The lesson generalizes. Any F16 model on that GPU can NaN on non-trivial input, and short-string smoke tests hide it completely. When you wire a new local model into a server, test it on real-length input before you trust it, not on a three-word ping.
What it costs
The servers themselves are free. The mcp package is open source, the code is yours, and stdio servers consume nothing when idle because they only run when Claude Code launches them.
The backends are where rupees show up, and mine are deliberately cheap. The gemma-vision server runs entirely on local hardware, so OCR and screenshot analysis cost nothing per call and never touch a metered API. The adobe-pdf server rides the Adobe PDF Services free tier at 500 document transactions a month, which covers a steady stream of forms and invoices at zero cost. The recall server is a local SQLite FTS5 index, so it costs nothing and returns in about a second. Across the three, the marginal cost of a tool call is effectively zero, which is the entire reason to self-host them instead of renting an equivalent. Google's official analytics-mcp server, which I also run, installs through pipx and is free as well; the only thing it touches is your own GA data.

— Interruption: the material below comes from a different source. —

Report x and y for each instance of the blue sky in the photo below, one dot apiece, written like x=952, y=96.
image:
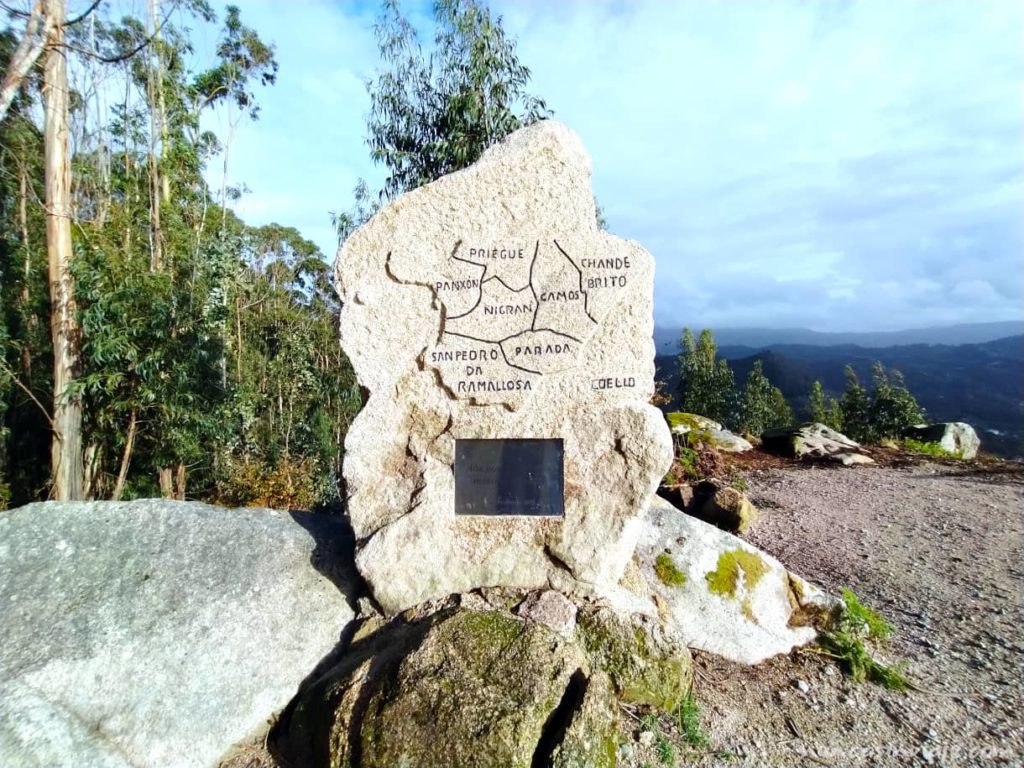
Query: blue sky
x=829, y=165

The hidden saving is context. Letting a local vision model do OCR keeps large images out of Claude's context window, and letting recall answer "who is X" stops the agent from asking me and burning a turn on it.

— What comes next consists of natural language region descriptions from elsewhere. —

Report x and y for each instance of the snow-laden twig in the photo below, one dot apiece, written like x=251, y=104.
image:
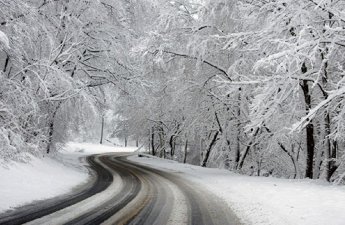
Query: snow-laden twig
x=312, y=113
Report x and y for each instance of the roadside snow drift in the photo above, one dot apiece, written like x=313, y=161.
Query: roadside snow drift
x=39, y=179
x=43, y=178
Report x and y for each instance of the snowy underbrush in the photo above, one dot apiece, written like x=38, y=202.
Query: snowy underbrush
x=264, y=200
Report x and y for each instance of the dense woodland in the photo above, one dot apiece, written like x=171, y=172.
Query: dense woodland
x=254, y=86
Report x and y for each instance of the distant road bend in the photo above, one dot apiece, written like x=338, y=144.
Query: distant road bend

When NOT to build a custom server
Not every gap needs a server. If the work is a single shell command the agent already has permission to run, a server is overhead. If an official MCP server exists for the thing you want, like Google's analytics server, use it instead of reinventing it. If the tool needs interactive auth on every call, or a long-lived stateful session, stdio gets awkward and you are better off with a small local HTTP API the agent calls through a thin wrapper.
Build a server when there is a private capability the agent will reach for repeatedly: your own data, a paid API you want gated behind a free-tier budget, local hardware like a GPU model, or an internal tool with its own auth. This is the line. Repeated, private, and worth a clean tool boundary. Everything else is a one-off command.
The payoff is that Claude Code stops being a chat box that happens to live in a terminal and becomes something that can actually operate your stack. The first server takes an afternoon. The second takes twenty minutes, because the pattern never changes.